ALMELO – Hij is geboren en getogen in Enschede, heeft zelfs twee jaar bij FC Twente gespeeld, maar na een dienstverband van bijna negentien jaar is Guus van Lenthe een echte Heraclied geworden. Iedereen in het vaderlandse profvoetbal kent hem als de joviale, altijd vrolijke teammanager van de Almelose eredivisionist. ‘Ik ben ermee vergroeid, ben intussen helemaal zwartwit, het is mijn tweede huis, maar dat wil niet zeggen dat ik een hekel aan FC Twente heb. Ik ga er een paar keer per jaar naar toe en zie ze veel liever winnen dan verliezen. Behalve zaterdagavond’, wijst Van Lenthe op de streekderby. Dat doet hij vanzelfsprekend lachend. Op zijn gebruinde kop met jaren-70-kapsel staat meestal een brede grijns.
Laatste keer
Van Lenthe (65) kwam donderdagmorgen het stadion binnen waar hij nog net een paar minuten van de training mee kon pikken. Hij kwam terug van een bezoek van een paar dagen aan het Spaanse Marbella, waar hij een trainingskamp regelde voor januari. Het is een van de taken die hij als teammanager heeft. Vrijwel zeker was het de laatste keer, net zoals het vrijwel zeker is dat hij voor het laatst als teammanager de streekderby meemaakt in eigen stadion. ‘Mijn contract loopt af. Ik heb begrepen dat er vanaf de winterstop iemand mee gaat lopen. Ik zou best nog wel door willen gaan, maar als de club deze keuze maakt, respecteer ik dat. Dat ik het zal gaan missen, hoef ik niemand te zeggen, want ik heb een prachtige job hier.’
Marinier
Guus van Lenthe groeide op in de Lage Bothofstraat in Enschede. Het intussen ter ziele gegane Dolphia was zijn eerste club. Toen hij een jaar of elf, twaalf was, stapte hij over naar Sportclub. Al gauw werd hij keeper. Zo verdiende hij in 1965 een jeugdcontract bij de fusieclub FC Twente. Piet Lagarde was zijn trainer. Dat deed hij twee jaar. Hij stopte omdat hij geen standaard leven wilde leiden en meldde zich bij het korps mariniers. Jarenlang woonde hij met zijn gezin in Driebergen. Eind jaren zeventig gingen de Van Lenthes echter terug naar Twente. Ze gingen wonen in Oldenzaal. Hij werd keeperstrainer bij Quick’20 en werd na een jaar of zes door Jan van Staa gevraagd hetzelfde bij Heracles te doen.

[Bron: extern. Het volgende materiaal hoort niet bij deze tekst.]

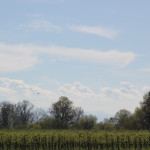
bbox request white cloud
[0,43,39,72]
[0,42,136,72]
[57,82,144,114]
[20,19,61,32]
[70,25,118,39]
[44,47,136,67]
[142,86,150,94]
[58,82,96,99]
[0,78,57,107]
[0,78,148,115]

Hij begon als parttimer, maar kreeg er de al gauw de jeugdelftallen bij. Hij herinnert zich keepers als Carlo l’Ami, Richard Vennema, Jacco Beerthuizen, Michiel Achterhoek en Frank van der Geest. Een jaar of zes later onderging hij een rugoperatie, moest stoppen als keeperstrainer en werd elftalleider. En dat doet hij nog steeds. ‘Met heel veel plezier. Ik zit hele dagen tussen de jonge knapen. Dat houdt mij ook jong. En we lachen wat af hier.’
Mooie groep
Terug naar de streekderby tussen de club uit zijn geboortestad en de club die in zijn hart zit. Van de selectie waarover Heracles momenteel beschikt, heeft Van Lenthe een hoge pet op. ‘We hebben in jaren niet zo’n brede selectie gehad. Het is een mooie groep die al echt een geheel is. Er is geen groepjesvorming, er zit geen haantje tussen. Dat merk je in de kleedkamer, in de bus, overal. Het is een goede mix. Simon Cziommer is er nu bij. Hij kan in en buiten de groep een belangrijke rol spelen, zoals Rob Maas vroeger.’
Derby
De wedstrijd tegen FC Twente is een bijzondere. Nerveus is hij niet. ‘Het is altijd een leuke happening die meer aandacht krijgt dan een gewone wedstrijd. Het is mooi dat je zulke wedstrijden erbij hebt. Het geeft de competitie iets extra’s’, ervaart Van Lenthe. ‘Of we gaan winnen? Uiteraard kunnen we deze wedstrijd winnen. Ik zou niet weten waarom niet. De jongens zullen gefocust moeten zijn op 90 minuten strijd. Als dat lukt, zijn we niet kansloos’, weet Van Lenthe die niet van elke speler verwacht dat de derby extra betekenis heeft. Spelers als Cziommer, Pasveer en Bruns zullen de derbysfeer voelen, maar voor Uth of Jason Davidson zal dat niet gelden, vermoed ik.’